Femia parte dalla banale constatazione che il sistema ambientale,
considerato in sé e per sé, è una realtà fisica, fatta di spazio,
energia e materia, e che quindi la descrizione più appropriata del
funzionamento di tale sistema, considerato in sé e per sé, è in termini
di stock e flussi di materia e di energia. A suon di misurare i
progressi della nostra civiltà attraverso gli andamenti del (solo) Pil,
tendiamo troppo spesso a dimenticarci del fatto che quello economico
altro non è che un processo di trasformazione di materia ed energia
preesistenti nell’ambiente naturale: trasformazione che va a innestarsi
in maniera non necessariamente armonica nella circolazione naturale
degli elementi.
In altre parole, sintetizza Femia, quel che «direttamente conta per
il sistema ambientale è solo la dimensione fisica delle attività umane».

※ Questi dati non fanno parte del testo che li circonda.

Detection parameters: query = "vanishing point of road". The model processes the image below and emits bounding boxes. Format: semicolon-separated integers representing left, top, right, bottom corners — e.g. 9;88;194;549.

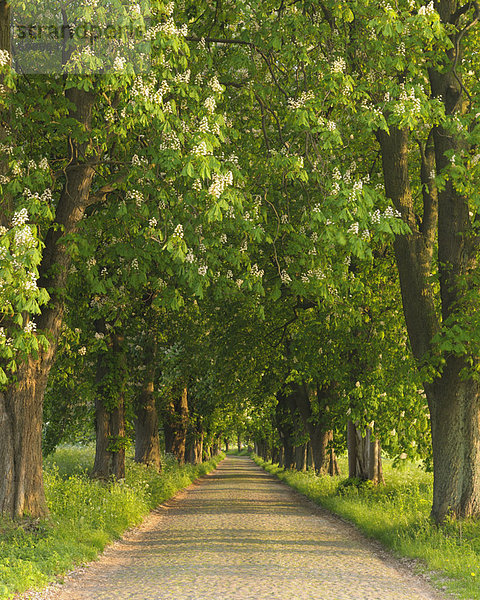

Per avere concrete misure di quanto e come perseguiamo la sostenibilità
ecologica del nostro benessere, sarebbe necessario esplicitare il nesso
tra occupazione, reddito, tasse (etc.) e i relativi flussi di materia
ed energia. Questo, e non è velleitario sottolinearlo, ad oggi in gran
parte non avviene.
L’Istat in realtà, grazie al lavoro d’avanguardia portato avanti in primis da Femia,
aggiorna periodicamente la contabilità dei flussi di materia italiani e
occasionalmente sviluppa interessanti applicazioni descrittive e
analitiche relative alla circolazione di materia ed energia nel nostro
sistema economico (studiando ad esempio il ruolo delle delocalizzazioni
nelle nostre performance ambientali). Difficilmente purtroppo questa
conoscenza varca i confini del dibattito pubblico – per non dire della
programmazione economica e politica.
Eppure l’uso efficiente delle risorse è obiettivo comune alle imprese
– almeno prese singolarmente – e alla cosa pubblica. «Qualsiasi
approccio all’ambiente che abbia pretese normative – spiega Femia a
greenreport – non può esimersi dal considerare anche il punto di vista
economico. Questo punto di vista però non è univoco, come non è univoco
il significato di espressioni come “attribuire un ‘valore economico’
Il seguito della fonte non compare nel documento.